Hennepin County and Minneapolis deepen partnership to eliminate digital divide


Hennepin County and Minneapolis deepen partnership to eliminate digital divide

Hennepin County and the City of Minneapolis announce the formation of a Digital Equity Collaborative, an ambitious partnership to jointly leverage pandemic relief funds with the goal of eliminating the digital divide in Minnesota’s largest city.

Through this collaborative, Minneapolis will provide up to $2 million in funding to expand Hennepin County’s Digital Navigation service provided through the Hennepin County Office of Broadband and Digital Inclusion (OBDI). The City and County believe that combining funds will increase efficiency and maximize the digital equity impact.

Reducing Digital Disparities

“Technology can be a great force to improve residents’ lives,” said May Xiong, Assistant County Administrator for Disparity Reduction. “Hennepin County is committed to eliminating the digital divide, and this work is rooted in our broader disparity reduction efforts to ensure all of our residents thrive. In our increasingly digital world, providing access to technology and training is essential to create a more equitable future.”

“Everyone should have the tools, skills and opportunity to take part in our digital society,” said Paul Cameron, Chief Information Officer at the City of Minneapolis. “The City is committed to bridging the digital divide and technology skills gap by providing opportunities for residents to gain digital literacy skills, access to technological tools and ensuring that all Minneapolis residents have equal access to the internet. Using technology to its full advantage is a necessary part of success and all our residents deserve that opportunity.” 

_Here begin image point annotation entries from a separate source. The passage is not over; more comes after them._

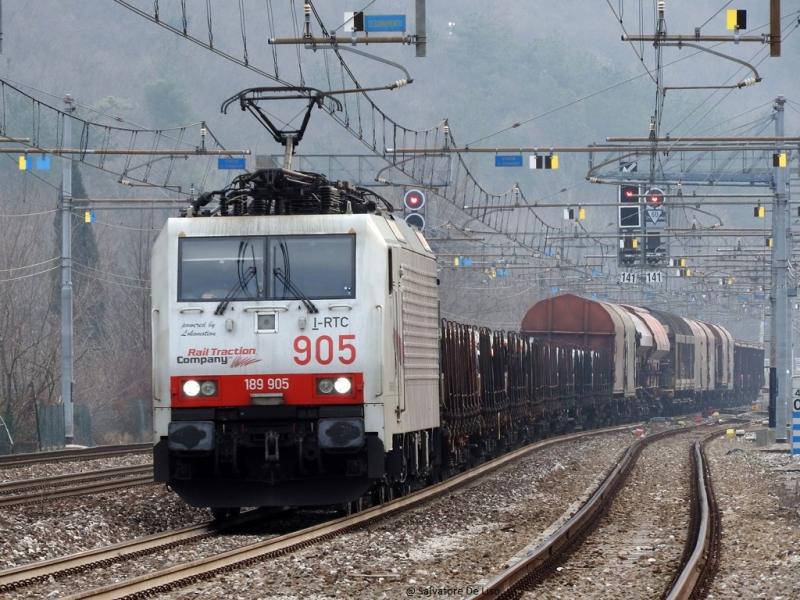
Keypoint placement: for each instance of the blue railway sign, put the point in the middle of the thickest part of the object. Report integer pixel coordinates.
(384, 23)
(230, 163)
(508, 161)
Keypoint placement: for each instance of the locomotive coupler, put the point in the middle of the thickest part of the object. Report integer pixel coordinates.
(271, 453)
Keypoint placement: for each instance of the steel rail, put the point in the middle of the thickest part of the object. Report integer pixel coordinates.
(17, 460)
(702, 563)
(178, 576)
(26, 575)
(90, 483)
(542, 560)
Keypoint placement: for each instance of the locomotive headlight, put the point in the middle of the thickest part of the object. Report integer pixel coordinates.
(208, 388)
(343, 385)
(339, 385)
(191, 388)
(325, 386)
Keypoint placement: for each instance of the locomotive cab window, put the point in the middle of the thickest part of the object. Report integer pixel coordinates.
(214, 269)
(314, 267)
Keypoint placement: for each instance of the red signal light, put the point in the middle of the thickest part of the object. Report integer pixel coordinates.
(655, 196)
(414, 199)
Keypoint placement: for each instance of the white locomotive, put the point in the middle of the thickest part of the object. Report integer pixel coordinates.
(295, 346)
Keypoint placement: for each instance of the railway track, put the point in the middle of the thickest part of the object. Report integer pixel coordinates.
(696, 568)
(177, 576)
(71, 454)
(19, 578)
(48, 488)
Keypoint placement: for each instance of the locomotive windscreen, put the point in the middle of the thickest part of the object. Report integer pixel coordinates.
(299, 266)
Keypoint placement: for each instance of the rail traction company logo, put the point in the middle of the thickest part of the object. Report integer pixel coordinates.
(235, 357)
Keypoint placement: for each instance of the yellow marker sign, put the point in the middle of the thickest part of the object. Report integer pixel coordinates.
(737, 19)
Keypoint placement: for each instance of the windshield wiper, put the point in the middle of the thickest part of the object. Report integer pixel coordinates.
(245, 275)
(293, 288)
(239, 285)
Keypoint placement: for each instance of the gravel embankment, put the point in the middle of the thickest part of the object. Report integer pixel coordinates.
(437, 549)
(52, 528)
(452, 543)
(759, 494)
(637, 547)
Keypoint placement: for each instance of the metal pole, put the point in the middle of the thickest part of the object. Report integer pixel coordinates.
(66, 276)
(781, 323)
(422, 35)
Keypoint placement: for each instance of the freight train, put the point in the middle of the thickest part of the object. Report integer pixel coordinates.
(299, 357)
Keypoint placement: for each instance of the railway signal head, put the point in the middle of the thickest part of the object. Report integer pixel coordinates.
(414, 204)
(655, 197)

Many services can be delivered digitally, from education to health care, but this requires computers, connectivity, and comfort with technology. The COVID-19 pandemic illustrated what many in local government, schools, and libraries already knew – the high costs of broadband and devices are a struggle for people with lower incomes. This collaborative will direct resources and support to the people most impacted by digital barriers. 

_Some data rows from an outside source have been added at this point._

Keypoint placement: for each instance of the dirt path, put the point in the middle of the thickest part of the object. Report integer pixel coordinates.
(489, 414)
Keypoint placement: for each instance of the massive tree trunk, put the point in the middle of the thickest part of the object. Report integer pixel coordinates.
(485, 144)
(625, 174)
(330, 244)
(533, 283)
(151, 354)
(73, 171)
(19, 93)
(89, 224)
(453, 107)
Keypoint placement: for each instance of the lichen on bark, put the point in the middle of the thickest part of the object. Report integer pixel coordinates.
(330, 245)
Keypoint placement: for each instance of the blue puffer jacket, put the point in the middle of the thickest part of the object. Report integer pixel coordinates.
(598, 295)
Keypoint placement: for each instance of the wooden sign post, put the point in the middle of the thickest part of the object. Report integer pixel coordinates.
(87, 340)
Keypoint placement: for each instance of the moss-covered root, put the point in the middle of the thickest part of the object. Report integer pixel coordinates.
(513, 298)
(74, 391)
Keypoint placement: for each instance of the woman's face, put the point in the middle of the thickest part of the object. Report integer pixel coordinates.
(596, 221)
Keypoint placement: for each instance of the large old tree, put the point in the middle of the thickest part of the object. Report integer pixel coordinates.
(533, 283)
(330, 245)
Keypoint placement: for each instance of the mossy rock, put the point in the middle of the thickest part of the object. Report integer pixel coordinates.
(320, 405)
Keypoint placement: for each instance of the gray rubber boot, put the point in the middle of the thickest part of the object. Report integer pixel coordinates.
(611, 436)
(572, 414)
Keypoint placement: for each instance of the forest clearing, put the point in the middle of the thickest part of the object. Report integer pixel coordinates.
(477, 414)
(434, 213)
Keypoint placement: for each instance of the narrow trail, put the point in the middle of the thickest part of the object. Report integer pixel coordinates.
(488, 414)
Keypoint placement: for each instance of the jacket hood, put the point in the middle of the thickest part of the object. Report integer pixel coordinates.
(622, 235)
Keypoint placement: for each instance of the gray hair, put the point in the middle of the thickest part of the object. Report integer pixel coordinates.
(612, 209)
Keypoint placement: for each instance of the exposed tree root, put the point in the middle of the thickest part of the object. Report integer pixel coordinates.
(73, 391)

Supporting Students and Families

For more than a year, the County, City, and Minneapolis Public Schools (MPS) have been working together on strategies to expand access. The collaborative formalizes this partnership to eliminate digital barriers for people living in Minneapolis.

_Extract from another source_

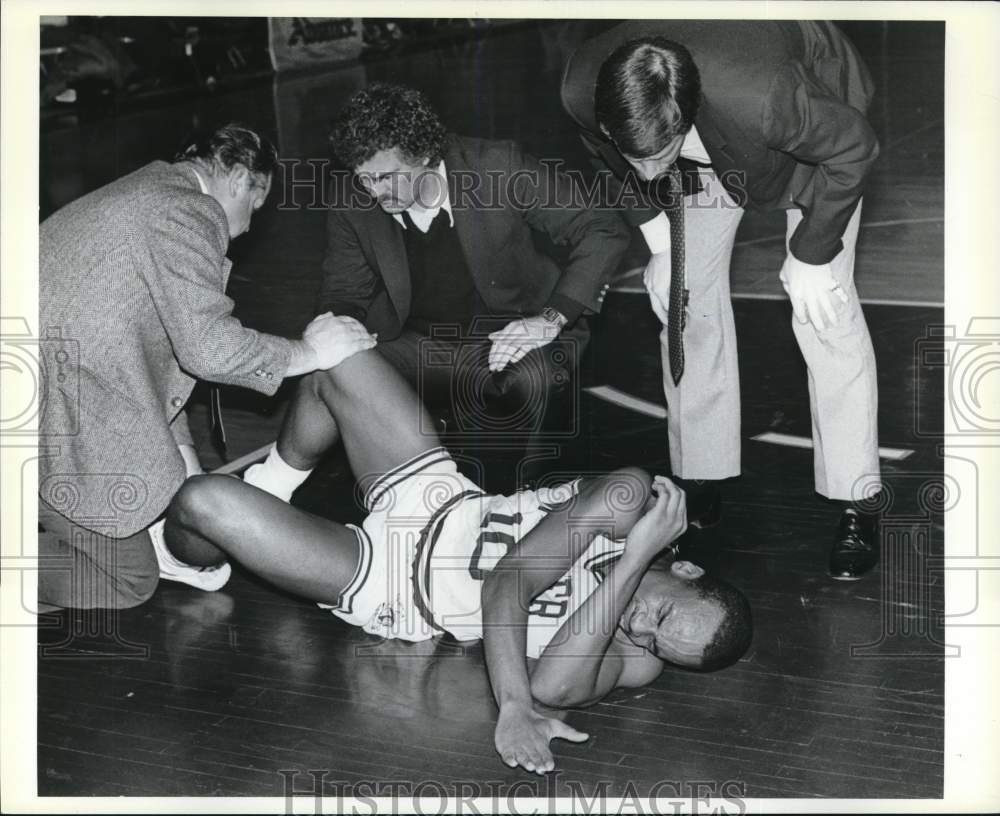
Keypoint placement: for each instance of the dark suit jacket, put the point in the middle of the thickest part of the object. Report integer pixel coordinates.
(781, 116)
(498, 197)
(131, 289)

“The COVID-19 pandemic magnified the digital divide within the Minneapolis Public Schools (MPS) community,” said Justin Hennes, Senior Officer for Information Technology at MPS. “It’s critical that our students have access to and are proficient with technology in order for them to be college- and career-ready. When technology is accessible to everyone,  it can open doors to a variety of opportunities for both our students and members of our community as they navigate different aspects of their life.”

A significant portion of Hennepin County residents who lack adequate internet access or are otherwise impacted by the digital divide live in Minneapolis. According to estimates, between 31,000-50,000 Minneapolis households do not have access to high quality internet services that can reliably be used for telehealth, remote work, distance learning, or other modern digital services. Many of these residents have lower incomes, are cost burdened by expenses, and live in areas of the City that are underserved by broadband providers.

Increasing Access and Building Skills

Collaborative priorities include supporting the families of students enrolled in MPS, encouraging qualifying households to take advantage of the federal Affordable Connectivity Program to bring down internet costs, supporting homeless and highly mobile residents, and helping digital novices build their technology life skills and online safety knowledge.

“Access to technology is life changing,” according to a resident who worked with OBDI’s Digital Navigators to get connected to home internet service. 

Services will be provided by Hennepin County staff and contracted community partners, and leverage county and city-owned facilities such as libraries and service centers within Minneapolis.